1. **Smoke run constraints**: The smoke configuration uses a tiny Transformer
   (~0.5–2M params), a reduced dataset, and few epochs. These constraints
   prevent the model from reaching the performance levels expected in the full run.

2. **Tokenizer**: A simple whitespace tokenizer is used (no BPE/SentencePiece).
   This means token sequences are longer than with a subword tokenizer, and
   the vocabulary may not generalize as well.

3. **BLEU/ROUGE proxy**: BLEU-1 and ROUGE-L are computed against ground-truth
   explanation templates, not against diverse human references.
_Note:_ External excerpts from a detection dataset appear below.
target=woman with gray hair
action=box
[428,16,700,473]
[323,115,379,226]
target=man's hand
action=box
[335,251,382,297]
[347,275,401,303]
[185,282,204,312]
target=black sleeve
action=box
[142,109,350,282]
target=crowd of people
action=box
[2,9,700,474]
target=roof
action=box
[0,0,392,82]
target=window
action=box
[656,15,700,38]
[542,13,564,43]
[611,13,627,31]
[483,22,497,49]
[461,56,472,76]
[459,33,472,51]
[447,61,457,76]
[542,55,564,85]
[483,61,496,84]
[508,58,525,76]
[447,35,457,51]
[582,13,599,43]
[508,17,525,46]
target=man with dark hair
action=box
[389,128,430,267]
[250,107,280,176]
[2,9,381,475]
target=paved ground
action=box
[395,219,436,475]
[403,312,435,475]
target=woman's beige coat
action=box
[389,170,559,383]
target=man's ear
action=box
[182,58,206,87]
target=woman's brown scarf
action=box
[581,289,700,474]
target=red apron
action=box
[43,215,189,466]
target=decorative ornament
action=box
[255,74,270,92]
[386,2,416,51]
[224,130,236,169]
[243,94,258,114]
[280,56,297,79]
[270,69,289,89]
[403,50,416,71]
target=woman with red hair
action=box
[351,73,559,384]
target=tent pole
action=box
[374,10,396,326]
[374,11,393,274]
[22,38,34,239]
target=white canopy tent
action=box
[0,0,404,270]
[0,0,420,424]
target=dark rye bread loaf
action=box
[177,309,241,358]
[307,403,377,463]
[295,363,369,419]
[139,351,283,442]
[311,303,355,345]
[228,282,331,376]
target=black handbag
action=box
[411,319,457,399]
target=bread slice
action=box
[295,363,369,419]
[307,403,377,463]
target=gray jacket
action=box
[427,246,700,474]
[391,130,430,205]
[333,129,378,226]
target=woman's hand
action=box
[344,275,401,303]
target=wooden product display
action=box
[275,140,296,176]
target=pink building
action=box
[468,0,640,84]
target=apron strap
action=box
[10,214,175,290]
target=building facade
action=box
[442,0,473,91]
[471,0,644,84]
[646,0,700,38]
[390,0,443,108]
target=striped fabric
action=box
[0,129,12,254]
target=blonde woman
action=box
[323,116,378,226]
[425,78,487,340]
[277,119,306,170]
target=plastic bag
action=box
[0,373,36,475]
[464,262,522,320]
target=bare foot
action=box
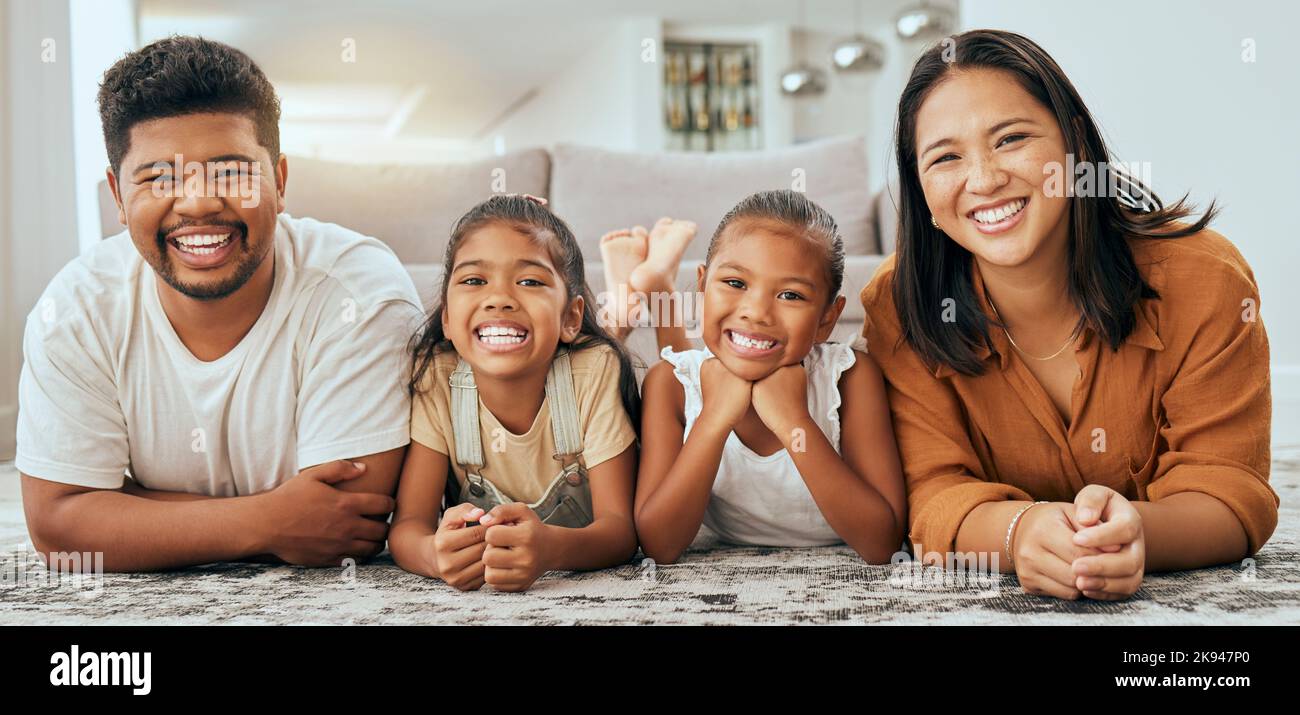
[601,226,649,339]
[629,216,696,295]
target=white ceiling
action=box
[139,0,956,139]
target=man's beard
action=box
[153,221,269,300]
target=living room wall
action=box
[0,3,77,460]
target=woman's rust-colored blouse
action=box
[862,230,1279,554]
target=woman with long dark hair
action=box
[862,30,1278,599]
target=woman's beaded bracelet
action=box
[1002,502,1050,569]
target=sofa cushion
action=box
[550,137,880,260]
[285,150,550,263]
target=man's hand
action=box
[1071,484,1147,601]
[260,460,394,566]
[429,502,488,592]
[478,502,550,592]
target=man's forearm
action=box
[35,490,268,571]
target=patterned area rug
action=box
[0,452,1300,625]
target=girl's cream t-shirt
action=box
[411,345,637,503]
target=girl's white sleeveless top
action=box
[660,343,857,546]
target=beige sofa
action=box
[103,137,897,379]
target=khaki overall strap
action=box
[450,350,582,475]
[546,350,582,462]
[451,359,484,473]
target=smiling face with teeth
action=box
[108,113,287,302]
[442,222,584,380]
[698,221,844,381]
[915,68,1070,273]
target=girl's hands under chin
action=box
[753,364,809,436]
[699,358,754,428]
[1071,484,1147,601]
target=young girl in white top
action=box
[634,191,906,563]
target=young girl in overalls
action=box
[389,195,638,590]
[636,191,906,563]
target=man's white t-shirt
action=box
[14,215,423,497]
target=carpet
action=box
[0,451,1300,625]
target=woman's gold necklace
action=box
[984,291,1083,363]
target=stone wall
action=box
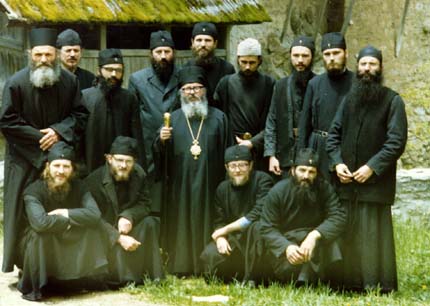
[229,0,430,168]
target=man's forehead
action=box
[358,56,381,64]
[181,82,205,88]
[31,45,57,53]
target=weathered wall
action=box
[229,0,430,168]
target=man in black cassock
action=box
[82,49,146,173]
[185,22,235,108]
[214,38,275,171]
[154,66,231,275]
[0,28,88,272]
[17,141,108,301]
[298,32,354,179]
[128,31,179,213]
[85,136,164,286]
[327,46,408,292]
[261,148,346,284]
[264,36,315,177]
[57,29,96,90]
[200,145,272,281]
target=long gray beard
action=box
[181,95,208,118]
[30,62,61,88]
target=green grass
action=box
[123,215,430,306]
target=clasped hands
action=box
[336,164,373,184]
They measure
   whether the model recovers the training-set language, not open-ended quality.

4. **Claim emission accuracy**: Measured by string-matching in greedy-decoded
   output. A model could emit the correct claim token by memorizing without
   true generalization.

5. **Coupling vs causality**: Classifier accuracy on explanation hidden states
   measures *correlation*, not causal coupling. The full experiment with
   multiple random seeds and probing experiments would provide stronger evidence.

6. **Full 20-epoch run**: The full configuration (3,000 examples, 20 epochs,
   small model) requires approximately 2–4 hours on a modern GPU. The
   `gpt2_small` config (~117M params) would require ≥8GB GPU VRAM and
   significantly more compute.

## 9. Run Instructions

See `README.md` for full setup and run instructions.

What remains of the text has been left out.